St. Francis Xavier University philosophy professor Will Sweet says technology has contributed to a breakdown of community. The result, he says, is that many people are not being challenged for their actions: `The computer doesn't say what I am doing is wrong.'
From The Ottawa Citizen, p. 3, Tues., Dec. 28, 1999

By Bob Harvey

Technology has always challenged religion, says philosopher Will Sweet.

``The difficulty now is that everything is being challenged. Giving up your faith isn't the answer. If you're a person of faith, you have to respond intelligently.''

The invention of the printing press in the 15th century helped launch Protestantism, and break the Roman Catholic Church's hold on western Europe. In the 17th century, Galileo proved the earth revolves around the sun and the Inquisition sentenced him to house arrest. In the 19th and 20th centuries, archeology and carbon dating shattered some believers' idea the earth was created between 6,000 and 10,000 years ago.

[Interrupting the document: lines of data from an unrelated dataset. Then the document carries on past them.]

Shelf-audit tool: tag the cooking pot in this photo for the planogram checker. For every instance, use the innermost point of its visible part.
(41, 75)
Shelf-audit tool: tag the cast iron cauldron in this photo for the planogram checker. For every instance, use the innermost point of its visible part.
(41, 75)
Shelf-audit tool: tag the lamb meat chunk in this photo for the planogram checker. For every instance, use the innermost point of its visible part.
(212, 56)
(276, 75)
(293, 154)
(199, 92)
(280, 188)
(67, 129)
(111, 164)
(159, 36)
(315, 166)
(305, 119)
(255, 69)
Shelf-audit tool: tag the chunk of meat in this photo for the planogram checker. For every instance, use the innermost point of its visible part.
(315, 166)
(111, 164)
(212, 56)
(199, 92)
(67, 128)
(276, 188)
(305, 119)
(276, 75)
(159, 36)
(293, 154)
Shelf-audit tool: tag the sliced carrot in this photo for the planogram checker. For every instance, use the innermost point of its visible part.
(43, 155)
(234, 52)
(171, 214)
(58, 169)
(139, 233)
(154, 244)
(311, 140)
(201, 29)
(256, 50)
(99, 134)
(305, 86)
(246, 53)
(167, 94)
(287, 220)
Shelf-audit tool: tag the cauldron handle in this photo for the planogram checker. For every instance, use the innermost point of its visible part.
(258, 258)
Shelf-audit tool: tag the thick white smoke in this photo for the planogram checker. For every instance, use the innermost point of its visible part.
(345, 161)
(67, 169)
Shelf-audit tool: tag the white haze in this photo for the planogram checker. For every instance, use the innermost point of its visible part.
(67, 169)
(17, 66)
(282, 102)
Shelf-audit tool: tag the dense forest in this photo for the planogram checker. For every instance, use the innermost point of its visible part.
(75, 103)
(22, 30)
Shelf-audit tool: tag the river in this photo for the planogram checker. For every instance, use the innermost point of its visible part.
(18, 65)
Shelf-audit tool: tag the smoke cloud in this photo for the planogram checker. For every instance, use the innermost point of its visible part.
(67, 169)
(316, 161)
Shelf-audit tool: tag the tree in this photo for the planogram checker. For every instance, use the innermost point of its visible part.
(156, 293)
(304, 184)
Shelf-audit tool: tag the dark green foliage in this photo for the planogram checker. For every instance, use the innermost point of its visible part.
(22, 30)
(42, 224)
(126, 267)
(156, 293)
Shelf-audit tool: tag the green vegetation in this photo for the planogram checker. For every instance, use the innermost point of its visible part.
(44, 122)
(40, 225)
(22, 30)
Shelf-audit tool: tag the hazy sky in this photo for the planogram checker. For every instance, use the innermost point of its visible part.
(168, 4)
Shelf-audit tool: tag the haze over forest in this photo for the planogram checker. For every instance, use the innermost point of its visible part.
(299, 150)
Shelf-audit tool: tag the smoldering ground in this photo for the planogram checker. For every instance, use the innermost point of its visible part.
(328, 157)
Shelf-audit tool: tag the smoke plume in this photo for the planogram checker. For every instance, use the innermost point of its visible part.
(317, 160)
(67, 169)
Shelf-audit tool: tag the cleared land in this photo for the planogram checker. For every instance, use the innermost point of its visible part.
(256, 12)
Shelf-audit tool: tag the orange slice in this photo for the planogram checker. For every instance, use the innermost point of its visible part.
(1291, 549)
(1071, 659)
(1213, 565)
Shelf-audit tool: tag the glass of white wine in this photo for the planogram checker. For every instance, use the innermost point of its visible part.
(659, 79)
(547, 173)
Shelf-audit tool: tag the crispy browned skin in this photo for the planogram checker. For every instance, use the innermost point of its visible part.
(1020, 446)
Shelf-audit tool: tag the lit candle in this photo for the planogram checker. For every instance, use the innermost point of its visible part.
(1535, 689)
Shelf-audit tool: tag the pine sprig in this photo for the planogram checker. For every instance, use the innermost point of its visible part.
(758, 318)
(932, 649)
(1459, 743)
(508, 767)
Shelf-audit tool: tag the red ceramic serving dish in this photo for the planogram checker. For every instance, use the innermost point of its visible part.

At the dawn of the 21st century, says Mr. Sweet, technology's challenges to faith come at us from every direction: the Internet serves up pornography, the media spread other religions, and cryogenics offers the possibility of a kind of eternal life.

On the wall of Mr. Sweet's office at St. Francis Xavier University are framed copies of some of his 11 earned degrees, including three doctorates. He grew up in Ottawa, so two of those three doctorates are from Ottawa's Carleton and St. Paul Universities, and the other from the Sorbonne in Paris.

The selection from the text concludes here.